Entrevista contou com o comandante geral da Polícia Militar e de representante da SEJUS
Em uma entrevista coletiva no final da tarde de ontem (quarta-feira, 20), foi apresentado à sociedade o resultado da “Operação Portal”, através da qual forças de segurança e do Exército agiram conjuntamente em revista minuciosa, inclusive com detectores de metal, aparelhos eletrônicos e cães farejadores, no Centro de Ressocialização Cone Sul, presídio a poucos quilômetros da área urbana de Vilhena.
A operação, como explicou o General de Brigada José Eduardo Leal de Oliveira, se sustentou no Decreto Presidencial de 17 de janeiro de 2017, que garantiu o emprego do Exército na garantia da lei e da ordem nas dependências dos estabelecimentos prisionais. As operações nos presídios de Rondônia (cinco em Porto Velho, dois em Ariquemes e o de Vilhena) ocorreram por solicitação do governador Confúcio Moura (PMDB).
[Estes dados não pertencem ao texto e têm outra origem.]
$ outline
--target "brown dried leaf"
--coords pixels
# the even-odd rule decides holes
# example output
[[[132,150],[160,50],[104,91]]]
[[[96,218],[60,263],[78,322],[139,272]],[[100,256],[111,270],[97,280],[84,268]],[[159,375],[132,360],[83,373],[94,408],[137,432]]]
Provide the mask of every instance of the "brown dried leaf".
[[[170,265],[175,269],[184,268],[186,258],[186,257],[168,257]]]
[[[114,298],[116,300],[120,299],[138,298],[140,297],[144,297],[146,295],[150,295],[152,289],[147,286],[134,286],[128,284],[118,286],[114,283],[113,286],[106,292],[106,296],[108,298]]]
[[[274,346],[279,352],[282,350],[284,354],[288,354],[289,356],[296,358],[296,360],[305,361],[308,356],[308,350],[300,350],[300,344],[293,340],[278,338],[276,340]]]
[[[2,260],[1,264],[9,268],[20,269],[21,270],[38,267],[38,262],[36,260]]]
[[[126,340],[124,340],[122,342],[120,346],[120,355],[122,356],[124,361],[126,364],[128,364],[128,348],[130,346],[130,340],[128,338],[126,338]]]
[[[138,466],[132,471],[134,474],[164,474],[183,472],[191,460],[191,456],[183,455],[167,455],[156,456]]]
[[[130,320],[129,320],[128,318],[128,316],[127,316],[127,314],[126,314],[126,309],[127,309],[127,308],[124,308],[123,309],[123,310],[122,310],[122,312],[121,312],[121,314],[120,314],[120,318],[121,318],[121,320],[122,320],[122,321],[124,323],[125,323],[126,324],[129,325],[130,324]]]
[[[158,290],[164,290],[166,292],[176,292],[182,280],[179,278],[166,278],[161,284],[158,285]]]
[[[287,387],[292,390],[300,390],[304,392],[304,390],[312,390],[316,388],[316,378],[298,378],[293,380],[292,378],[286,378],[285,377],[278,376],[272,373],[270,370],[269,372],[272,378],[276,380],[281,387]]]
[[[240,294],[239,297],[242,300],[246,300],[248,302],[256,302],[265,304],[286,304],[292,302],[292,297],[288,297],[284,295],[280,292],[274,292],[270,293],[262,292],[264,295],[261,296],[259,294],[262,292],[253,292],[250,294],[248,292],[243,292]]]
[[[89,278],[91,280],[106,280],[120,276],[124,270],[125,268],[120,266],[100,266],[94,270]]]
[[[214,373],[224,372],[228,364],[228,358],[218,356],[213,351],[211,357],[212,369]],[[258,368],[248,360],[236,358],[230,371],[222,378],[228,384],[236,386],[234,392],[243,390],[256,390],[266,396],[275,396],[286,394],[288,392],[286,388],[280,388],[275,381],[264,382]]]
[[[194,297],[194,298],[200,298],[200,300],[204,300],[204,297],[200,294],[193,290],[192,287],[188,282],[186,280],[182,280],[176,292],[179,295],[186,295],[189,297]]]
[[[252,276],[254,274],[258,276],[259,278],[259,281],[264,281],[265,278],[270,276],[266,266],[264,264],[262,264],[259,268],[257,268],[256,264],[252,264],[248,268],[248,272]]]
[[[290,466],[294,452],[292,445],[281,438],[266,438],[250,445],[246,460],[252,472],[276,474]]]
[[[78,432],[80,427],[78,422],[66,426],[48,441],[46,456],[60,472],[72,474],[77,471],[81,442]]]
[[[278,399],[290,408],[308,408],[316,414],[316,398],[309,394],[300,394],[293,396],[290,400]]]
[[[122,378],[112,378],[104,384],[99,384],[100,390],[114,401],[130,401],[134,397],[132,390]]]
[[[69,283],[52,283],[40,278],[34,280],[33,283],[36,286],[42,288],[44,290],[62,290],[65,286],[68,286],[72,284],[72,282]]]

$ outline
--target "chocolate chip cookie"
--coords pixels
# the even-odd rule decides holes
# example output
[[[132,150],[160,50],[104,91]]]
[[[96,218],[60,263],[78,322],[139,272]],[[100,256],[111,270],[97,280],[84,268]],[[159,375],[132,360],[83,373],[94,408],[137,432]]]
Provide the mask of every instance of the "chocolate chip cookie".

De acordo com o General, foram empregados na operação 44 veículos, nove detectores de minas, dois detectores de aparelhos eletrônicos, quatro cães farejadores. A ação teve a participação de 221 militares das Forças Armadas e 98 integrantes dos órgãos de segurança pública (policiais Militares e Civis, Bombeiros e Agentes Penitenciários).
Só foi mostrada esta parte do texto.